Brak też było podstaw, żeby kurs waluty obcej wyliczać w oparciu o dane publikowane przez NBP. Nie da się przyjąć, iż w polskim porządku prawnym obowiązuje generalna norma, zgodnie z którą wartość waluty obcej ustala się według średniego kursu NBP. Nie da się takiej normy wywieść poprzez analogię. To, że w wielu przepisach polskiego prawa zastosowano odwołanie do kursu średniego NBP, nie jest dostateczną podstawą, by przyjąć istnienie luki w systemie, która uzasadniałaby zastosowanie tych reguł także do sytuacji, gdy umowne klauzule przeliczeniowe okazały się abuzywne, a przez to bezskuteczne. Do przyjęcia odmiennej tezy nie skłaniała też treść art. 385 1 § 2 k.c., zgodnie z którym w wyniku uznania postanowień umownych za niedozwolone strony są związane umową w pozostałym - nie zaś w uzupełnionym przez inne normy – zakresie.

W konsekwencji, na skutek wyeliminowania niedozwolonych i bezskutecznych postanowień zabrakło mechanizmu, w oparciu o który można byłoby ustalić, wedle wskaźnika umownego w postaci kursu (...), kwotę kapitału podlegającego spłacie i należnych rat kapitałowo – odsetkowych.
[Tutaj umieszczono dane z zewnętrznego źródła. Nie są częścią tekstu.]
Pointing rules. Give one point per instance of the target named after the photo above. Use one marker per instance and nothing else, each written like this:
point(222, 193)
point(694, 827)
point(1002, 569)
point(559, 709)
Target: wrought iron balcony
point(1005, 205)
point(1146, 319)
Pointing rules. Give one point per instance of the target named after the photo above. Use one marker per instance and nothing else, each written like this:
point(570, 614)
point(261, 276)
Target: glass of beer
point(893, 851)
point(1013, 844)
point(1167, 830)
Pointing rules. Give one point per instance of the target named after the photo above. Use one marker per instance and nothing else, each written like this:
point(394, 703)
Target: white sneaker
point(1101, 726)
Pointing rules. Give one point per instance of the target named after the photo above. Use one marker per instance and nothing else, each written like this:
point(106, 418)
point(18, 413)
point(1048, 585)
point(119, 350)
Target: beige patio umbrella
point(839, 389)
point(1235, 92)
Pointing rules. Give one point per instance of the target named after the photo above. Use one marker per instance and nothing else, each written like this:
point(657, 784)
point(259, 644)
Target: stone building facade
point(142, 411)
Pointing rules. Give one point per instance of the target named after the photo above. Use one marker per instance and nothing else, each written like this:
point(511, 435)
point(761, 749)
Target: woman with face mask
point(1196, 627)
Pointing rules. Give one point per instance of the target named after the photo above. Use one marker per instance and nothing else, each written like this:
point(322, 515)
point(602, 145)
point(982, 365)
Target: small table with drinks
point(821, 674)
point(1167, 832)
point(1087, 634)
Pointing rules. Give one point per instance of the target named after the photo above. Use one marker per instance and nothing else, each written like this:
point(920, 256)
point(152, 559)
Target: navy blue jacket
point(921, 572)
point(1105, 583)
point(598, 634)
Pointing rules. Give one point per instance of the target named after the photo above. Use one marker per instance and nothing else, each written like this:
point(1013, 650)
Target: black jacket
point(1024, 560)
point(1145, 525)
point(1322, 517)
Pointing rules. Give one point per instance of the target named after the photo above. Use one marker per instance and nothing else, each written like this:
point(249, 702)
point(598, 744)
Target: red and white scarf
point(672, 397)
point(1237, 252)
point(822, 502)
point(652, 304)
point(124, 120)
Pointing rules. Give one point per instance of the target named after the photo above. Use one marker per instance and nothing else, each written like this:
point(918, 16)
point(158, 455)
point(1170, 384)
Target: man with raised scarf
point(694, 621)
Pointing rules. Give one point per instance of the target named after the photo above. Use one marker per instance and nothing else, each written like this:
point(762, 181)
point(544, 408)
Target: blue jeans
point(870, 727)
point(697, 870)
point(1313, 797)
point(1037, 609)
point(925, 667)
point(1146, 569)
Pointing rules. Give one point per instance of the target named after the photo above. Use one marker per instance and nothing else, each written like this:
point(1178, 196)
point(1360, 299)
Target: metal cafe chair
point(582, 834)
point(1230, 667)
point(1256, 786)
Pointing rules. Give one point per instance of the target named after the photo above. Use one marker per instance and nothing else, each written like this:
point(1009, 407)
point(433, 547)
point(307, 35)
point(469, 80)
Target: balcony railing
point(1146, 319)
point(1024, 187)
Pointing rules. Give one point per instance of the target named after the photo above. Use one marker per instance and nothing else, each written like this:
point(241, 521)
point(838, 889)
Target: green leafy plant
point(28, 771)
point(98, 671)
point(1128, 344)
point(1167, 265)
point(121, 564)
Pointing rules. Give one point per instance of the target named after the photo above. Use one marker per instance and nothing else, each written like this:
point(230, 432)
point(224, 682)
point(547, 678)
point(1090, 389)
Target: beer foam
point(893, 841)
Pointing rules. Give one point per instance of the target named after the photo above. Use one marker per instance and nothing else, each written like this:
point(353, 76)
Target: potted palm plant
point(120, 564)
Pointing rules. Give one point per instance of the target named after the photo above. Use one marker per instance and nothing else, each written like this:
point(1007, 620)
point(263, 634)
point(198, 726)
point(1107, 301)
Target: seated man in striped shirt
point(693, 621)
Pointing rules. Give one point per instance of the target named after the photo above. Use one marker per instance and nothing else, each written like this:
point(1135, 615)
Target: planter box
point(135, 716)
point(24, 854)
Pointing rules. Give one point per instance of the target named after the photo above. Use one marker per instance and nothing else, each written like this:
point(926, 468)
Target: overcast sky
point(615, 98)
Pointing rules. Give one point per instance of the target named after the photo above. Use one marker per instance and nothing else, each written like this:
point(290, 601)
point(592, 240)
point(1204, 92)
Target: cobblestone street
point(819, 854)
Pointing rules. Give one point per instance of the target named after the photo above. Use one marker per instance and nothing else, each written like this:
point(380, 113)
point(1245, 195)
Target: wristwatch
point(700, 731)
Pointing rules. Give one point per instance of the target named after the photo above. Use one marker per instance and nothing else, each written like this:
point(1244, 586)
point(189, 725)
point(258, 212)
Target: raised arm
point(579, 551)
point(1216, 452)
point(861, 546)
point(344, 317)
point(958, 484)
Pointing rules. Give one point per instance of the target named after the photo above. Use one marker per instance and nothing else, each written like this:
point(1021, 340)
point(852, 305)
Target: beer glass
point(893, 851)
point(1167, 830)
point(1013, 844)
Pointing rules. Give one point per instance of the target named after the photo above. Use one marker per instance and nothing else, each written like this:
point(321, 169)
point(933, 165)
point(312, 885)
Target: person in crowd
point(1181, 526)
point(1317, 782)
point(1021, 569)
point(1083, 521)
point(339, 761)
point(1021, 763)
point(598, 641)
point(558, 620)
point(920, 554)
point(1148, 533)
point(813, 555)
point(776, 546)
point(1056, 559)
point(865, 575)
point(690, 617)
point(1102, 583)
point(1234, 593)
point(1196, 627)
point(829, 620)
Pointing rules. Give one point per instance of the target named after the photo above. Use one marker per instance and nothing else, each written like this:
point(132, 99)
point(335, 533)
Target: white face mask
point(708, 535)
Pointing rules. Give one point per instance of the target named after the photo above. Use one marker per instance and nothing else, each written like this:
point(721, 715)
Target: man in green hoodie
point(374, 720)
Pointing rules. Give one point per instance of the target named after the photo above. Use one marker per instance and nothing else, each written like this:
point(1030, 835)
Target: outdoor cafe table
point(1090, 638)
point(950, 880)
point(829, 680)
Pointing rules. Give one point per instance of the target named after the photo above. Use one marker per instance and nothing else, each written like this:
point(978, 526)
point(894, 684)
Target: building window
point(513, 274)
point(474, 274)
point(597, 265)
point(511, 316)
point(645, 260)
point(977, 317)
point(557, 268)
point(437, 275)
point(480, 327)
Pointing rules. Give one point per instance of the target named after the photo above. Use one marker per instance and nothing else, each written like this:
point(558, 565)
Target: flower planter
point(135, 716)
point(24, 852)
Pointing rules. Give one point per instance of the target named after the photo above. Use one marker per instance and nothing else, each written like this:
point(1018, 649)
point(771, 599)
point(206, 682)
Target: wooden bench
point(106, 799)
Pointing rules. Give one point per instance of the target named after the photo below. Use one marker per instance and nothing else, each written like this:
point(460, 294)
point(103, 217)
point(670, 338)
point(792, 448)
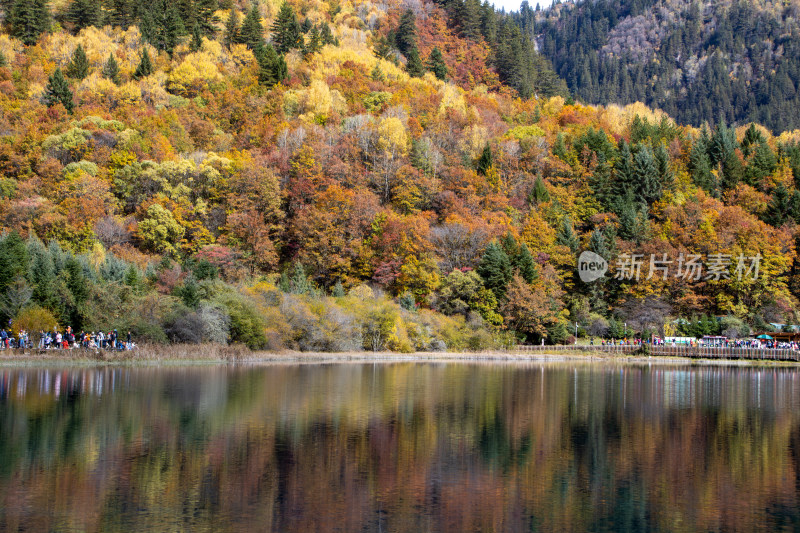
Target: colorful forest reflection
point(400, 447)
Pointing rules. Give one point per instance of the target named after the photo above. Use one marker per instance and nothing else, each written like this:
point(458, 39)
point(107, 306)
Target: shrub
point(246, 324)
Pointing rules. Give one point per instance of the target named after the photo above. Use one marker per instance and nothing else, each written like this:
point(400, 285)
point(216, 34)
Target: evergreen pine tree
point(42, 277)
point(762, 164)
point(145, 66)
point(286, 30)
point(560, 147)
point(252, 32)
point(326, 35)
point(338, 290)
point(314, 44)
point(647, 185)
point(121, 13)
point(539, 193)
point(201, 13)
point(14, 260)
point(779, 208)
point(111, 69)
point(78, 67)
point(84, 13)
point(231, 36)
point(524, 264)
point(78, 286)
point(407, 301)
point(197, 39)
point(485, 160)
point(469, 19)
point(299, 280)
point(437, 65)
point(414, 64)
point(495, 269)
point(566, 235)
point(665, 175)
point(58, 92)
point(405, 36)
point(377, 74)
point(28, 19)
point(271, 66)
point(700, 168)
point(161, 25)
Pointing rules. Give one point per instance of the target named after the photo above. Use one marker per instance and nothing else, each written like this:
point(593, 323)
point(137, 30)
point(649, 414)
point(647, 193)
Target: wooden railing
point(694, 352)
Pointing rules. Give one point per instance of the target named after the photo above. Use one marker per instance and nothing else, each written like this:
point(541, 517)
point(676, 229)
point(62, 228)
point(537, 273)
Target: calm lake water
point(400, 447)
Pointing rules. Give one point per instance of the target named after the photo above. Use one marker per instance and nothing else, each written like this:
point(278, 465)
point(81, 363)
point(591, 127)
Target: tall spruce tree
point(405, 36)
point(286, 30)
point(437, 65)
point(271, 66)
point(524, 264)
point(539, 193)
point(646, 179)
point(58, 92)
point(78, 67)
point(231, 36)
point(28, 19)
point(495, 269)
point(111, 69)
point(84, 13)
point(252, 32)
point(145, 66)
point(197, 39)
point(566, 235)
point(485, 160)
point(161, 25)
point(414, 64)
point(122, 13)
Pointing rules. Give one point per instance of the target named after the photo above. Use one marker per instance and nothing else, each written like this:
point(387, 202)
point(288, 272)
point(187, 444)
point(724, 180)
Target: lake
point(400, 447)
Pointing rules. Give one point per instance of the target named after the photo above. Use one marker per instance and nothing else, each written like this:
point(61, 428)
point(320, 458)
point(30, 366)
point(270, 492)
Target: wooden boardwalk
point(693, 352)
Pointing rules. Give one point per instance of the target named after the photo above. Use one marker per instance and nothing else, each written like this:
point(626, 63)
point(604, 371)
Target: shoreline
point(173, 355)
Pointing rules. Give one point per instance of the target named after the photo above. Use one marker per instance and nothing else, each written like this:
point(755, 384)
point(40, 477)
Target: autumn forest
point(343, 176)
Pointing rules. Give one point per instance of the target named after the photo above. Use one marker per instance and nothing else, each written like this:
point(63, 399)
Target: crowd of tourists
point(68, 339)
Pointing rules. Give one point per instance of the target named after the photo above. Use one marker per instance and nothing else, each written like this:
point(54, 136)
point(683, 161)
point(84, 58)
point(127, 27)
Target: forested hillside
point(700, 60)
point(344, 176)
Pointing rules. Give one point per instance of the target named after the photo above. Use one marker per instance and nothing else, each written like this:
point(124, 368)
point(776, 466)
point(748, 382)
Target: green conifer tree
point(524, 264)
point(286, 30)
point(252, 32)
point(145, 66)
point(405, 37)
point(566, 235)
point(78, 67)
point(58, 92)
point(437, 65)
point(84, 13)
point(646, 179)
point(28, 19)
point(539, 193)
point(271, 66)
point(197, 39)
point(414, 64)
point(485, 160)
point(779, 208)
point(231, 36)
point(495, 269)
point(111, 69)
point(377, 73)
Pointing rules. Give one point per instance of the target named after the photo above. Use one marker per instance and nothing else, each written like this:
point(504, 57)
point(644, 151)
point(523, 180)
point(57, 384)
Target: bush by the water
point(46, 286)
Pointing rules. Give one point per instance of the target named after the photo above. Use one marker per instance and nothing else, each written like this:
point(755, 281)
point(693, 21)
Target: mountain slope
point(699, 61)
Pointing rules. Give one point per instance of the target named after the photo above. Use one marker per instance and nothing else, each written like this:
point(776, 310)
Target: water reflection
point(400, 447)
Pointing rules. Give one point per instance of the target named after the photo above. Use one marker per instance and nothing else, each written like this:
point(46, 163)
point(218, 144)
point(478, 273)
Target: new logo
point(591, 267)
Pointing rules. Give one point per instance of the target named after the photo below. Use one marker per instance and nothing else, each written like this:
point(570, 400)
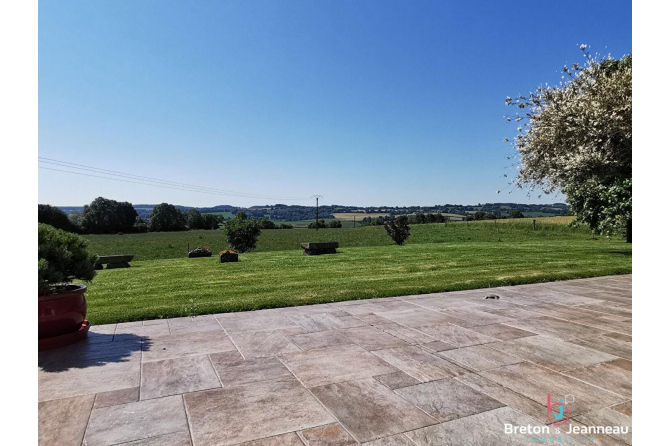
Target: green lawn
point(444, 261)
point(171, 245)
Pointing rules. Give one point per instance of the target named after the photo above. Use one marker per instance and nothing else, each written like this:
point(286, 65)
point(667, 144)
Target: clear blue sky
point(363, 102)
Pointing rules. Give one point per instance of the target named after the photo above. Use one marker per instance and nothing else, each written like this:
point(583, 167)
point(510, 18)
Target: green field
point(171, 245)
point(163, 283)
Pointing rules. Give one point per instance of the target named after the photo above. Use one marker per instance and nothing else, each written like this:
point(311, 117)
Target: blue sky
point(365, 103)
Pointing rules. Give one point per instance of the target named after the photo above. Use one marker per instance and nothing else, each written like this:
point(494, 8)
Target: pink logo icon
point(562, 411)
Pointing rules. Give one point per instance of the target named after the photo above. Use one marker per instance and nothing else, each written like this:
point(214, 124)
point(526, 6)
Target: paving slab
point(319, 339)
point(88, 378)
point(417, 317)
point(502, 332)
point(609, 417)
point(535, 382)
point(233, 370)
point(615, 376)
point(325, 366)
point(371, 338)
point(252, 411)
point(477, 430)
point(136, 421)
point(174, 439)
point(328, 435)
point(553, 353)
point(393, 440)
point(290, 439)
point(505, 396)
point(327, 321)
point(63, 422)
point(195, 324)
point(480, 357)
point(116, 397)
point(396, 380)
point(407, 334)
point(186, 344)
point(448, 399)
point(369, 410)
point(263, 344)
point(556, 328)
point(420, 364)
point(607, 343)
point(256, 321)
point(176, 376)
point(455, 335)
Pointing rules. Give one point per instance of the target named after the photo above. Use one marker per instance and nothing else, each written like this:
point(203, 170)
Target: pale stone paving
point(438, 369)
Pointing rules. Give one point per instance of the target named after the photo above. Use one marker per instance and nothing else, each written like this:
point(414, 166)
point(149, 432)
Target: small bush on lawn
point(242, 233)
point(62, 258)
point(398, 229)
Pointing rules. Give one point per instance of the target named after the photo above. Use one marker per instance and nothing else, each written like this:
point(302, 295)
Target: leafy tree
point(62, 257)
point(317, 224)
point(194, 219)
point(166, 217)
point(211, 221)
point(578, 138)
point(104, 216)
point(242, 233)
point(398, 229)
point(56, 217)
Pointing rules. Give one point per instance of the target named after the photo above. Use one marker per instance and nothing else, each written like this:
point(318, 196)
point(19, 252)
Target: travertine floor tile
point(455, 335)
point(135, 421)
point(115, 397)
point(371, 338)
point(329, 435)
point(233, 370)
point(369, 410)
point(477, 430)
point(336, 364)
point(535, 382)
point(63, 422)
point(448, 399)
point(186, 344)
point(176, 376)
point(553, 353)
point(252, 411)
point(319, 339)
point(420, 364)
point(88, 378)
point(261, 344)
point(615, 376)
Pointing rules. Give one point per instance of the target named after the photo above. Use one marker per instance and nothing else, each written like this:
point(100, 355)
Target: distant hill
point(283, 212)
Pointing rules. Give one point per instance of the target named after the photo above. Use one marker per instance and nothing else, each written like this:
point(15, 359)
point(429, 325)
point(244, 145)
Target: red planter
point(62, 317)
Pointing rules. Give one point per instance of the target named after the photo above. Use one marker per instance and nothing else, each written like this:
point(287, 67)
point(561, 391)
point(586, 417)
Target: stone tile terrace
point(438, 369)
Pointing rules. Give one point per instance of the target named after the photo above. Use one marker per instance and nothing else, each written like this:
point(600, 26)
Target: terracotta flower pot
point(62, 315)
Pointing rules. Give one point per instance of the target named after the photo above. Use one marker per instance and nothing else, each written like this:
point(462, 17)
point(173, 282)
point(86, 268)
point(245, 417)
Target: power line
point(148, 181)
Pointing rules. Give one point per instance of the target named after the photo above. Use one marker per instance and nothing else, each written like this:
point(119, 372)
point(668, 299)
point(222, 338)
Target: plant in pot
point(62, 258)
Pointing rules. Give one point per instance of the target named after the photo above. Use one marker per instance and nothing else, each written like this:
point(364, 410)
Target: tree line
point(105, 216)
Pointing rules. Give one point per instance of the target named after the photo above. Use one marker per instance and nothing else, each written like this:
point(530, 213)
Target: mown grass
point(178, 287)
point(170, 245)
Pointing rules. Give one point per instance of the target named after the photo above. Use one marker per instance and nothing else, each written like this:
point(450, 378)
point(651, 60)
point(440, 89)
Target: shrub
point(62, 258)
point(55, 217)
point(242, 233)
point(398, 229)
point(166, 217)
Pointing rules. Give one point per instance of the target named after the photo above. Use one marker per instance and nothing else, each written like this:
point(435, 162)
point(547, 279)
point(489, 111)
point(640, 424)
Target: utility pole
point(317, 210)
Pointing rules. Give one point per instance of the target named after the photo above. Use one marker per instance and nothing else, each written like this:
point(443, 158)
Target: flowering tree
point(577, 137)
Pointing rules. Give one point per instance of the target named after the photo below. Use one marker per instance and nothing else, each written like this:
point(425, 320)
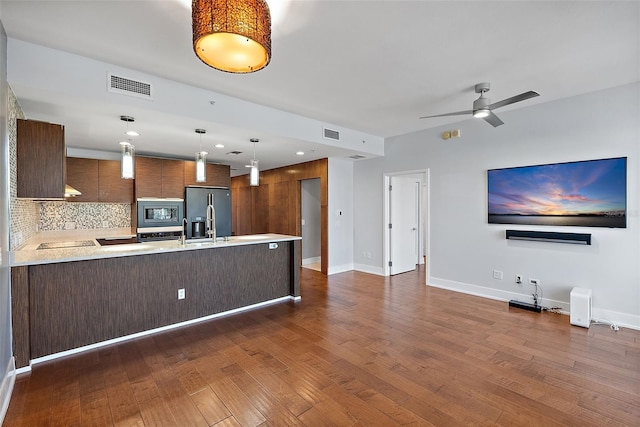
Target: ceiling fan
point(482, 107)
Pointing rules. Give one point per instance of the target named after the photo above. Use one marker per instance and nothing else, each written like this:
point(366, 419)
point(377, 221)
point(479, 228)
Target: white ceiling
point(371, 66)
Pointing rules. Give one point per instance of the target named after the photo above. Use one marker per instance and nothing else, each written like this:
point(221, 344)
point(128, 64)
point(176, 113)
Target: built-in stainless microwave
point(160, 216)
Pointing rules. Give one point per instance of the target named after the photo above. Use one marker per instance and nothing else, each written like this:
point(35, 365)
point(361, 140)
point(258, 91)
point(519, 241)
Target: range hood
point(69, 191)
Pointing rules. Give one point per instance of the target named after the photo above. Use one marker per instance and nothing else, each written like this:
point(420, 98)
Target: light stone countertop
point(29, 255)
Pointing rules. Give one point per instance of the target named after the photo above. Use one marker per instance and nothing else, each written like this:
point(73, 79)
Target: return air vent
point(331, 134)
point(125, 86)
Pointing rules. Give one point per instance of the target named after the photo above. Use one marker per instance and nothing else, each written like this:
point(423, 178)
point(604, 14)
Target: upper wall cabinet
point(40, 157)
point(98, 181)
point(159, 178)
point(217, 175)
point(82, 174)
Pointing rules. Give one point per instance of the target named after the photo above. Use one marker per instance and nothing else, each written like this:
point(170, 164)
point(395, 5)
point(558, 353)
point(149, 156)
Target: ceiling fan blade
point(494, 120)
point(514, 99)
point(457, 113)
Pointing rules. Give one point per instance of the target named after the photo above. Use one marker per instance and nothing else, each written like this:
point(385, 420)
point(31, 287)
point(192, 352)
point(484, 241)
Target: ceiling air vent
point(125, 86)
point(331, 134)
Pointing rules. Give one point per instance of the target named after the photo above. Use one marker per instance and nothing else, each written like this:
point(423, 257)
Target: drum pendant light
point(232, 35)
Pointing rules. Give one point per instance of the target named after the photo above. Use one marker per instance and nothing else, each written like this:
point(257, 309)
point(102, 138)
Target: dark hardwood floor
point(357, 350)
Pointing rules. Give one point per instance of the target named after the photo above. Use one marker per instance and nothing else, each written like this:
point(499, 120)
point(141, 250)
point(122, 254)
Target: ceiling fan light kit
point(483, 108)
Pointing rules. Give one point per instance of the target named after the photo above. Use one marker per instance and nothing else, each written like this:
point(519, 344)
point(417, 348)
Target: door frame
point(424, 216)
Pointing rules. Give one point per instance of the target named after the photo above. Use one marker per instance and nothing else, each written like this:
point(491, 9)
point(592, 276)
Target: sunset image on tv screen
point(588, 193)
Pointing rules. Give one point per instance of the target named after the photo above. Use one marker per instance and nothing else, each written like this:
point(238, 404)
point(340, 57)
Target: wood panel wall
point(276, 205)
W wyniku bezskuteczności spornych klauzul przeliczeniowych niemożliwe stało się skonkretyzowanie świadczeń głównych (art. 69 ust. 1 u.p.b.). Nie mogło się też wykreować ryzyko walutowe. Okoliczności te, pozbawiały umowę jej koniecznych składników - essentialia negotii (patrz: wyrok (...) z 14 marca 2019 r. C 118/17, pkt 48, 52; wyrok z 3 października 2019 r. C 260/18, pkt 44; wyrok SN z 9 maja 2019 r. I CSK 242/18; wyrok SN z dnia 4 kwietnia 2019 r. III CSK 159/17; wyrok SN z 7 listopada 2019 r. IV CSK 13/19). Jeżeli tak, to zaistniały podstawy do uznania, że w wyniku częściowej abuzywności jest ona nieważna (patrz: wyrok z 29 października 2019 r. IV CSK 309/18). Podobna ocena znalazła odzwierciedlenie w stanowisku (...), który wskazał, że upadek mechanizmu indeksacyjnego – a tworzyły go m.in. sporne klauzule ustalania kursu - czyni „niepewnym” obiektywną możliwość utrzymania całego stosunku obligacyjnego (patrz: wyrok z 14 marca 2019 r. C 118/17, pkt 48, 52; wyrok z 3 października 2019 r. C 260/18, pkt 44). Kontrakt można byłoby co prawda pozostawić w mocy - uznając postanowienie niedozwolone za działające - niemniej wymagałoby to zgody powodów (patrz: wyroki (...) z: 7 listopada 2019 r., C 349/18, pkt 66; 21 lutego 2013 r. C 472/11, pkt 35 i 36). Powodowie natomiast konsekwentnie twierdzili, że klauzule abuzywne nie powinny ich wiązać. Umowa upadła więc w całości.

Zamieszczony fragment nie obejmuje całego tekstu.